Details on excretion:
To investigate potential uptake and excretion of the compound the color of the urine was investigated photometrically in this study. Urine has be collected during a period of about 16 hours at room temperature from all animals of the control and high dose groups near the end of the study. The color of the urine did not differ between these groups. Furthermore, photometry of urinary samples gave no evidence that the test substance was excreted with the urine.
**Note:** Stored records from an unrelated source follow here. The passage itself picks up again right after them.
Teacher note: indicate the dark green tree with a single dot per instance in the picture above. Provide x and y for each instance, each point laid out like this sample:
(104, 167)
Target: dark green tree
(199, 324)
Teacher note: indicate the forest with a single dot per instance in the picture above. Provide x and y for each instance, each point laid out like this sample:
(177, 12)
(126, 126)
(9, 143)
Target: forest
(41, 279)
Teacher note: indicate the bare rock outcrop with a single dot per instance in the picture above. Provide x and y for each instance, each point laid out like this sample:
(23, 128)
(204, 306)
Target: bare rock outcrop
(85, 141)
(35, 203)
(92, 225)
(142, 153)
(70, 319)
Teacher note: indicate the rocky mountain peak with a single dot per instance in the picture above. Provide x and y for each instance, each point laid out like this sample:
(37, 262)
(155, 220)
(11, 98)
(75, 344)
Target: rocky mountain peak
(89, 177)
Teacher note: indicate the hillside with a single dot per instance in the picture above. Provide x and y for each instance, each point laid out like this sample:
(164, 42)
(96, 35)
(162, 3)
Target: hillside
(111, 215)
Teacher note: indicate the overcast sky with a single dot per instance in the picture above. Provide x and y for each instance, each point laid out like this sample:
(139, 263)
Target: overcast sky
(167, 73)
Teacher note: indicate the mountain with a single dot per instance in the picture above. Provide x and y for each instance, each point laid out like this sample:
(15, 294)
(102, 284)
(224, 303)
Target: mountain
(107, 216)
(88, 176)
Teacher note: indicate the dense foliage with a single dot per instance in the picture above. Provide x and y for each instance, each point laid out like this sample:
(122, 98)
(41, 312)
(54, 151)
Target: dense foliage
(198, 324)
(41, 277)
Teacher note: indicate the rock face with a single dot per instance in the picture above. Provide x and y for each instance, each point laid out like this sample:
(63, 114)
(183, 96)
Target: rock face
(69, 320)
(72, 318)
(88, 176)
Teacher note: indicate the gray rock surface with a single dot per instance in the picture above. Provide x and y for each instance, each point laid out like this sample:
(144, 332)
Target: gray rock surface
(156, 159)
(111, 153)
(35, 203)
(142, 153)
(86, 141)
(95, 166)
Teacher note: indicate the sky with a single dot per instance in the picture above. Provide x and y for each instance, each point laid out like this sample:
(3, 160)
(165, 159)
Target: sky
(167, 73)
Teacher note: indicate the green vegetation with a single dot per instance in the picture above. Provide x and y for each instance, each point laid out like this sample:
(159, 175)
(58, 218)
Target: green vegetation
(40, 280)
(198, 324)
Metabolite characterisation studies

Metabolites identified:
no

Any other information on results incl. tables

There were no toxicologically significant effects on survival, clinical examinations, body weight, food intake and water intake. The only finding at clinical examinations was blue feces color, which was observed for all treated animals and is due to the color of the test substance. Findings clearly related to the oral administration of the test compound were noticed at necropsy only in the intestinal tract in males starting at 100 mg/kg bw/day and in females starting at 500 mg/kg bw/day. Changes in content, blue, was observed in small intestine, cecum and large intestine. No other organ was colored. Single males of this study displayed pale discoloration of the kidney. These observations are not necessarily indicative for a systemic effect on the kidneys induced by a test compound because they could have developed perimortally as a consequence of interindividual differences in the grade/status of exsanguination. Occasionally these gross observations do not have any histopathologic correlate at all or may show an equivocal histopathologic finding of the kidneys. To investigate potential uptake and excretion of the compound the color of the urine was investigated photometrically in this study. Urine has be collected during a period of about 16 hours at room temperature from all animals of the control and high dose groups near the end of the study. The color of the urine did not differ between these groups. Furthermore, photometry of urinary samples gave no evidence that the test substance was excreted with the urine.

 

Based on the photometric urine analysis and the necropsy findings in this 14 day pilot study specifically designed to investigate potential compound uptake, distribution and excretion, no systemic absorption was observed.

Applicant's summary and conclusion

Executive summary:

A 14 day oral gavage pilot study was performed to investigate potential compound uptake, distribution and excretion based on the intensive blue color of C.I. Direct Blue 264.

In this study no adverse effects were observed at the limit dose 1000 mg/kg bw/day.

Compound related blue color was seen only in the intestinal tract.No other organ was colored blue. Furthermore, photometry of urinary samples gave no evidence that the test substance was excreted with the urine.

Based on the photometric urine analysis and the necropsy findings in this 14 day pilot study systemic absorption of C.I. Direct Blue 264 is unlikely.